Despite the challenges involving venue and jurisdiction, the case tapped widespread U.S. and international law enforcement cooperation. Going forward, the Global Illicit Financial Team is an example of what could be -- with the right agency at the helm.
In the rush to react to Sept. 11, politicians from both parties scrambled to create the Homeland Security Department. Since then, operational problems at DHS have been widely chronicled, and the behemoth department has not lived up to its initial billing. This has been particularly true in combating international money laundering and its inverse partner terrorist finance.
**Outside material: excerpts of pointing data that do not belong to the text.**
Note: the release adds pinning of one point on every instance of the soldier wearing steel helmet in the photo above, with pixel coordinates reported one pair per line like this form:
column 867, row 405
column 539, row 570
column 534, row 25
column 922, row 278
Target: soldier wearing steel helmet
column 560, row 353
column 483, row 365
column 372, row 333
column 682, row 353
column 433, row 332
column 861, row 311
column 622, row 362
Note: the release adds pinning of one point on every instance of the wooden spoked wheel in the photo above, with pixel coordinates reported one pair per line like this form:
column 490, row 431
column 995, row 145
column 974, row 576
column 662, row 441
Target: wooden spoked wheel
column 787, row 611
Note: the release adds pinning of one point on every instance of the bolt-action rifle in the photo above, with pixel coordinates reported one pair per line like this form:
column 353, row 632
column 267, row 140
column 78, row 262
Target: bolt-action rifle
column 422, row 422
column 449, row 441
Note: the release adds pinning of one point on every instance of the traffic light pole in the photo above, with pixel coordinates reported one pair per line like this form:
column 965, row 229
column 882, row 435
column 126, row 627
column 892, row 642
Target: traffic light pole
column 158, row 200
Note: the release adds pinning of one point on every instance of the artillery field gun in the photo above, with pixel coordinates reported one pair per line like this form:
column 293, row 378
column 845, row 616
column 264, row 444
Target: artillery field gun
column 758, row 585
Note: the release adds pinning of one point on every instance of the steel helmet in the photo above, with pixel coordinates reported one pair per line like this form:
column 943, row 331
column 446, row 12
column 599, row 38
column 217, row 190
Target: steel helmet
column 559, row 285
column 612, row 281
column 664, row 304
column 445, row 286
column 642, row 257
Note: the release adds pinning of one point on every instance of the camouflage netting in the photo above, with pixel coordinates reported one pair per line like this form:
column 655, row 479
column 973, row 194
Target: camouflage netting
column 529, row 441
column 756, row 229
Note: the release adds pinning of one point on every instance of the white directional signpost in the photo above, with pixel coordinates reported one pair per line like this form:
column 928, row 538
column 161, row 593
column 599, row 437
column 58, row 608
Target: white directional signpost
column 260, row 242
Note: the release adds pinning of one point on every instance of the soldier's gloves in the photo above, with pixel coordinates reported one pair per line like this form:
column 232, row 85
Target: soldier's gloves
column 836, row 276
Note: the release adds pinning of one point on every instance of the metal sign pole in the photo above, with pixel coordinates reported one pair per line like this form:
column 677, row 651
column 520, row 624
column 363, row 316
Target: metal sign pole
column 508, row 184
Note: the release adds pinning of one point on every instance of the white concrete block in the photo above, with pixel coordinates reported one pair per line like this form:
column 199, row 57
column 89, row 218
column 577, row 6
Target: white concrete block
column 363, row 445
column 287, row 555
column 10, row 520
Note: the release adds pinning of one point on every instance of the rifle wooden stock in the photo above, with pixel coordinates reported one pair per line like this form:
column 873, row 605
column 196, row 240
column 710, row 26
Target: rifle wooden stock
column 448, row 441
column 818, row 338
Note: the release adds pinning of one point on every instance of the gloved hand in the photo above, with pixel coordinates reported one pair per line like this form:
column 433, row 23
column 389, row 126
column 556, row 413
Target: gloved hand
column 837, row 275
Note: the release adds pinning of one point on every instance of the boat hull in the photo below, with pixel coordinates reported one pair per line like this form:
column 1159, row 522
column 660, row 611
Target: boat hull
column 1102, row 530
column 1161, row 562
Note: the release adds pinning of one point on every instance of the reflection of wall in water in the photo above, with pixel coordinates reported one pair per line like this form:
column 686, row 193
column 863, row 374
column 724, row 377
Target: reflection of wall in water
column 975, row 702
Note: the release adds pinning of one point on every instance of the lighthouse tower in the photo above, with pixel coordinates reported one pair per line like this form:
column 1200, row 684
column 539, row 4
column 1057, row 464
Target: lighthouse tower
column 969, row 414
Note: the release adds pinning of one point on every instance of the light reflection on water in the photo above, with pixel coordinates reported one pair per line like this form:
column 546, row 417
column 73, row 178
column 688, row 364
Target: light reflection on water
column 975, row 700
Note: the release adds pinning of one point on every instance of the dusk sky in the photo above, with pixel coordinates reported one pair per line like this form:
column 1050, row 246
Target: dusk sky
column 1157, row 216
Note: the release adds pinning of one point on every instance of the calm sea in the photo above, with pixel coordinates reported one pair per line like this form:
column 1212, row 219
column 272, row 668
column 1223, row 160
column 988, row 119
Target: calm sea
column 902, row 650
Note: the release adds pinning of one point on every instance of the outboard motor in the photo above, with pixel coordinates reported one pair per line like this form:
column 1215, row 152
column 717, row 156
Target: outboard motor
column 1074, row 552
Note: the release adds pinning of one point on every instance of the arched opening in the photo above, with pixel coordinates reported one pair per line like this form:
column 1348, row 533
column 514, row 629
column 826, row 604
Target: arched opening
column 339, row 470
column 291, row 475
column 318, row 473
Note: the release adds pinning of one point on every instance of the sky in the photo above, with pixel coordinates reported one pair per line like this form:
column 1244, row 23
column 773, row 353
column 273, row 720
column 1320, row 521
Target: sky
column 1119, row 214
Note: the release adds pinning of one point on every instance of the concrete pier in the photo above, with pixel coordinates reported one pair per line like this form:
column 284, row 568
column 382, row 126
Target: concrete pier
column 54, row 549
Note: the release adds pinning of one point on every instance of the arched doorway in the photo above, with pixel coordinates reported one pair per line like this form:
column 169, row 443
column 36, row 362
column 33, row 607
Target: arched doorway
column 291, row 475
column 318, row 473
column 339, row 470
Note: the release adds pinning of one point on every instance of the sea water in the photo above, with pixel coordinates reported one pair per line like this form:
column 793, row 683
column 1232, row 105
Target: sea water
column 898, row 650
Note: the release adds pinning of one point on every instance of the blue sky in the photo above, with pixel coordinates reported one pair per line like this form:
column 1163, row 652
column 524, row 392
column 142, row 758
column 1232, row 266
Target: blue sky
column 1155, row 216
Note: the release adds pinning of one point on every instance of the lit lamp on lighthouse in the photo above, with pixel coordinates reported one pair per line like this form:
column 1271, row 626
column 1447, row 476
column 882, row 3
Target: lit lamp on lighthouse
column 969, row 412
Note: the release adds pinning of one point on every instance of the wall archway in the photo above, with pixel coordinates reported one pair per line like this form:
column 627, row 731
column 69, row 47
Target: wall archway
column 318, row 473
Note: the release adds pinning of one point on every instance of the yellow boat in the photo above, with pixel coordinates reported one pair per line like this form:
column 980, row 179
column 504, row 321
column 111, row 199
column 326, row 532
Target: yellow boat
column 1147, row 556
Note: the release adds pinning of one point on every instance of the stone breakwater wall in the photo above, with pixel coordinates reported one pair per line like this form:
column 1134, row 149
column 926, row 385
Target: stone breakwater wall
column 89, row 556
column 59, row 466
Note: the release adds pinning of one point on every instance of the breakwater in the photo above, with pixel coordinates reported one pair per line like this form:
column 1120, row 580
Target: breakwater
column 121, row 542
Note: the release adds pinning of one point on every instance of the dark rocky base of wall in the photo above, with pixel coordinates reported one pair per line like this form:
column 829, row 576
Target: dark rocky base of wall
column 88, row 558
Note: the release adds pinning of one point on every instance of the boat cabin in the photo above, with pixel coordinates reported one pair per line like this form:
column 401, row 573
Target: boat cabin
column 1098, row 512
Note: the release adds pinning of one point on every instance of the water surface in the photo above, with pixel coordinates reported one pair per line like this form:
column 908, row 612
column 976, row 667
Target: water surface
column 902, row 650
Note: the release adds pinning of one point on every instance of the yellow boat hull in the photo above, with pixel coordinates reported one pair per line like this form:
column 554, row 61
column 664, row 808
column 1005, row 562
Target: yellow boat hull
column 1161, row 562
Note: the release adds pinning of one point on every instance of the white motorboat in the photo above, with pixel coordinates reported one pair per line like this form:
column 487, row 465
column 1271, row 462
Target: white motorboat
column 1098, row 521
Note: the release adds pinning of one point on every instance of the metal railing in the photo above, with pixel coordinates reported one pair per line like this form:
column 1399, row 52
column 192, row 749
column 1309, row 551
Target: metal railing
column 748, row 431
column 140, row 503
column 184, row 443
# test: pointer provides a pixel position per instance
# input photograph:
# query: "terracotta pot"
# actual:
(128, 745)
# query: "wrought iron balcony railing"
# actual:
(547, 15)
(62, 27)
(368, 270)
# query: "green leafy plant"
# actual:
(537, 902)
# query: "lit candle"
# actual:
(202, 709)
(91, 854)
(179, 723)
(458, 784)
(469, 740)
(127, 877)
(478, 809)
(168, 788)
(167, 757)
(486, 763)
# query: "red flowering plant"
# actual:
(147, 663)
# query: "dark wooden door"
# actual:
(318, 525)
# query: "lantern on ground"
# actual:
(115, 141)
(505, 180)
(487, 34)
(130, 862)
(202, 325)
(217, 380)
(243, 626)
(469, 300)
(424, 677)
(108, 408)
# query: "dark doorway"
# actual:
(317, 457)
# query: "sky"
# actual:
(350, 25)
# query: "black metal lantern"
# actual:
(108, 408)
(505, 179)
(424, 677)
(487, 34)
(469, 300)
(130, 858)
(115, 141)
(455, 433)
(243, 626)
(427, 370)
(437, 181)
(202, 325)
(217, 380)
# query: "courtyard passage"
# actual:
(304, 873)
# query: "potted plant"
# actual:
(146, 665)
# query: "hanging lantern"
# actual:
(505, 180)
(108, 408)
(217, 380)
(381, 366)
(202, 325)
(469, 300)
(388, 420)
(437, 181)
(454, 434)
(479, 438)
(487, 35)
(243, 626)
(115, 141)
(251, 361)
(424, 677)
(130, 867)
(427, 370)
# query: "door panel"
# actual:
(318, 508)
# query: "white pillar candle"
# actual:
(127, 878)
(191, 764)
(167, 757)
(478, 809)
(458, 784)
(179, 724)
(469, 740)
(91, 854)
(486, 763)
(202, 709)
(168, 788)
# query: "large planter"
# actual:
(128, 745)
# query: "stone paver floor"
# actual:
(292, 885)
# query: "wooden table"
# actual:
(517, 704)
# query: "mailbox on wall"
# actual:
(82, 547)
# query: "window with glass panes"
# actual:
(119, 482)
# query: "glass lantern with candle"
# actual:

The Treasury Department, the IRS’ parent agency, by definition focuses on financial matters including international money laundering and value transfer, which employs trade-based and underground finance networks, and new mobile and cyber payment technologies. These are vitally important issues that have not received the focus they deserve.
When DHS was formed, Treasury’s enforcement arm was gutted. The U.S. Customs Service (created in 1789) and the Secret Service (established in 1865) were transferred to Homeland Security, and the Bureau of Alcohol Tobacco and Firearms was shifted to the Justice Department. At Justice and DHS, money laundering is addressed as a subset of other crimes, such as bank robberies, white-collar fraud and narcotics rings.
Treasury is able to develop strategies, policies and regulations in the fight against money laundering and terrorist financing, but it lacks the investigative resources to implement and enforce those policies. The domestic financial sector views Treasury as its natural government partner, and such relationships with industry should not be weakened.
The Secret Service and Customs should be brought back to Treasury. Most Secret Service and Homeland Security Investigations agents would jump at the opportunity. If politically unpalatable, the Global Illicit Financial Team should at least be embedded as a nimble state-of-the-art financial crimes task force under the Treasury banner.
Using the resources that are uniquely Treasury’s -- including the 18 million pieces of intelligence filed each year in its Financial Crimes Enforcement Network, the robust legal tools deployed under the USA PATRIOT Act, criminal sanctions and designations, domestic and international enforcement and regulatory networks, and financial expertise -- real progress can be made in combating large scale and complex financial crimes.
John A. Cassara, a former intelligence officer and Treasury Department special agent, is author of several books on money laundering and terror finance and is an industry adviser to SAS Federal LLC.